High-Performance Sb2Te3 Thick Films via Diffusion-Induced Structural Tuning for Flexible Thermoelectric Energy Harvesting

Sb₂Te₃ is a widely studied p-type thermoelectric material with great potential for flexible energy harvesting applications. To enable stable power supply for wearable electronics, enhancing the output power of thermoelectric thin-film devices is imperative, where high-performance thick films are advantageous for boosting power generation efficiency. In this work, we successfully fabricated 10 μm Sb₂Te₃ thick films with high performance by combining thermal evaporation and a thermal diffusion process. Initially, we explored the thermoelectric properties of Sb₂Te₃ films with varying thicknesses and found that as the thickness increased, the electrical conductivity decreased significantly, leading to a decline in the power factor.
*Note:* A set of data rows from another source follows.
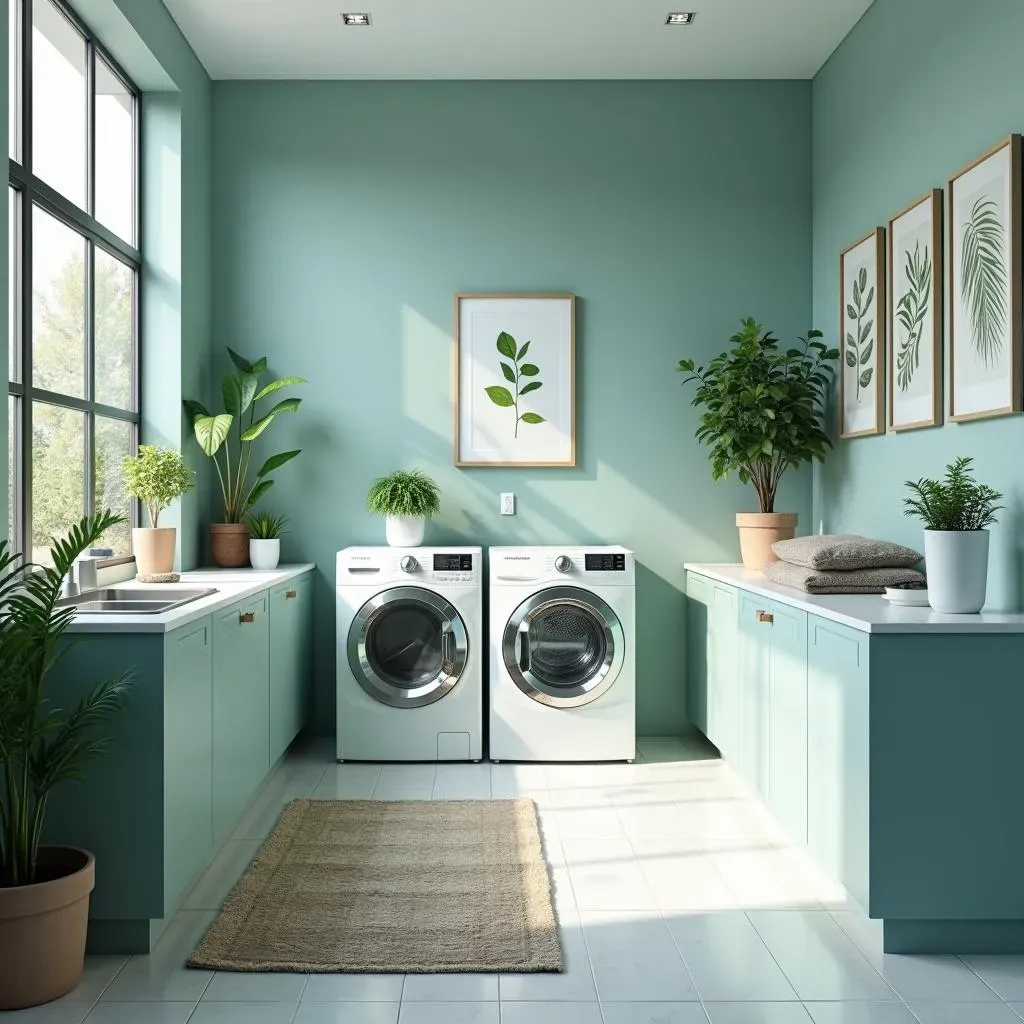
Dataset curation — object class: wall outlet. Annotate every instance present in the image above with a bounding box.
[500,493,516,515]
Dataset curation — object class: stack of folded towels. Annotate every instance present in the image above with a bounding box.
[763,534,925,594]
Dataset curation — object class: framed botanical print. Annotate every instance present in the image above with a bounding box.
[948,134,1023,421]
[840,228,886,438]
[455,293,575,467]
[888,189,943,431]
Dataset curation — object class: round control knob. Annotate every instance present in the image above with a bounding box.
[399,555,418,573]
[554,555,572,573]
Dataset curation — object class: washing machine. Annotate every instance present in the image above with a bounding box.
[489,546,635,762]
[336,546,483,761]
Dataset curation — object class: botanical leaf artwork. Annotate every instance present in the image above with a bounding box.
[960,196,1007,367]
[845,265,875,402]
[484,331,544,438]
[895,240,932,392]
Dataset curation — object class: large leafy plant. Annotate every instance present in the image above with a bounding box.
[367,470,441,519]
[677,318,838,513]
[904,456,1003,531]
[122,445,194,528]
[0,512,133,886]
[185,350,306,523]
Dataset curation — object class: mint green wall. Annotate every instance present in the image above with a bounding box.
[212,80,813,734]
[812,0,1024,610]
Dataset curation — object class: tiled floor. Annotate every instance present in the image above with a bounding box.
[7,735,1024,1023]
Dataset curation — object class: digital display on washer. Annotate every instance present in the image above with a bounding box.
[434,553,474,571]
[585,553,626,572]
To address this, we optimized the thermal diffusion temperature for 10 μm-thick Sb₂Te₃ films. This optimization substantially enhanced both electrical conductivity and power factor, achieving a remarkable room-temperature power factor of 25.0 μW cm^-1 K^-2. Building on this high-performance thick film, we developed a flexible planar thermoelectric device, which demonstrated an output voltage of 57 mV and a peak output power of 8.85 μW under a 60 °C temperature gradient. The output power density reached as high as 4.42 mW cm^-2. The device with only a 16.7% change in resistance after 800 bending cycles at a bending strain of 60%. This work presents a scalable and effective strategy to enhance the thermoelectric performance of thick Sb₂Te₃ films, accelerating their practical deployment in wearable energy harvesting systems.